To be included as cash in the balance sheet, funds must be represented by coins, currency, undeposited checks, money orders, drafts, and demand deposits that are immediately available without restriction. Cash that is restricted as to use would not be included with cash unless the restrictions on it expire within the year (or the operating cycle, if longer). Thus, cash contractually required to be held in a sinking fund is classified as a current asset if it will be used to retire the current portion of long‐term debt. However, if material, it would be reported on a separate line rather than included with cash. Cash in a demand deposit account that is being held for the retirement of long‐term debts that do not mature currently is excluded from current assets and shown as a noncurrent investment. Cash in transit to the reporting entity (e.g., checks already mailed by the customer) cannot be included in cash because it is not under the control of the reporting entity.

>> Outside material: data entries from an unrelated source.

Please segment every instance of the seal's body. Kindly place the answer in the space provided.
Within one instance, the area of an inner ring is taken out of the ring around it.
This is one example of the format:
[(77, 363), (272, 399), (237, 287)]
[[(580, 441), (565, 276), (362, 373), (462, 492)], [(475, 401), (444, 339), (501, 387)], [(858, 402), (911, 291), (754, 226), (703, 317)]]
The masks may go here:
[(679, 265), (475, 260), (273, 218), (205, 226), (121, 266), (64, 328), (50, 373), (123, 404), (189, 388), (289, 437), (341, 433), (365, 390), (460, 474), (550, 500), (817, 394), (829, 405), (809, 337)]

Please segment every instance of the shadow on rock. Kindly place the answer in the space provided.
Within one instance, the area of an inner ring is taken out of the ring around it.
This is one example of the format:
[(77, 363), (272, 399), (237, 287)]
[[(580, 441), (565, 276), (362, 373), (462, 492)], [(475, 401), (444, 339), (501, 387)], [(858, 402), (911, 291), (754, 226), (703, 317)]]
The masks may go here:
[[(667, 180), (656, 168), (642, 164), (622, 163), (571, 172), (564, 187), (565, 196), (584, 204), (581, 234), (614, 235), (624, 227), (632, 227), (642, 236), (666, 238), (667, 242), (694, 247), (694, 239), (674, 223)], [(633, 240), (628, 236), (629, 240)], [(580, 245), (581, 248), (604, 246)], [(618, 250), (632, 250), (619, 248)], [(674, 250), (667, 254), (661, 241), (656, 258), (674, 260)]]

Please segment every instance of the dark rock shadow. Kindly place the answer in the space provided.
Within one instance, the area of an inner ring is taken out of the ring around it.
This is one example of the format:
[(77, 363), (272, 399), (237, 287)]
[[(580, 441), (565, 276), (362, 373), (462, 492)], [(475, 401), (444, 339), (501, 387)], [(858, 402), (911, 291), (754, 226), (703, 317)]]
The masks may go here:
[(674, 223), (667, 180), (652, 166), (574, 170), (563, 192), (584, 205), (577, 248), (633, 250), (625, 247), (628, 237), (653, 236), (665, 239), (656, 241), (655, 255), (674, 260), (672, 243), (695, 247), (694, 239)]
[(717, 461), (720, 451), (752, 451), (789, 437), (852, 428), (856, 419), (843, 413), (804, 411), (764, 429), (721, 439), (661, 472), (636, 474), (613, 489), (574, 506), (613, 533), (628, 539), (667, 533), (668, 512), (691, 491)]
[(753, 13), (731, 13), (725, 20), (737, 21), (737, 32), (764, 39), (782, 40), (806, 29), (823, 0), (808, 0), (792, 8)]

It has long been common to see the caption “Cash and Cash Equivalents” in the balance sheet. That caption includes other forms of near‐cash as well as demand deposits and liquid, short‐term securities. Cash equivalents must be available upon demand in order to justify inclusion. However, a current joint FASB‐IASB project, addressing financial statement presentation, might restore the prominence of “cash,” excluding equivalents, by dispensing with the concept of cash and equivalents. ...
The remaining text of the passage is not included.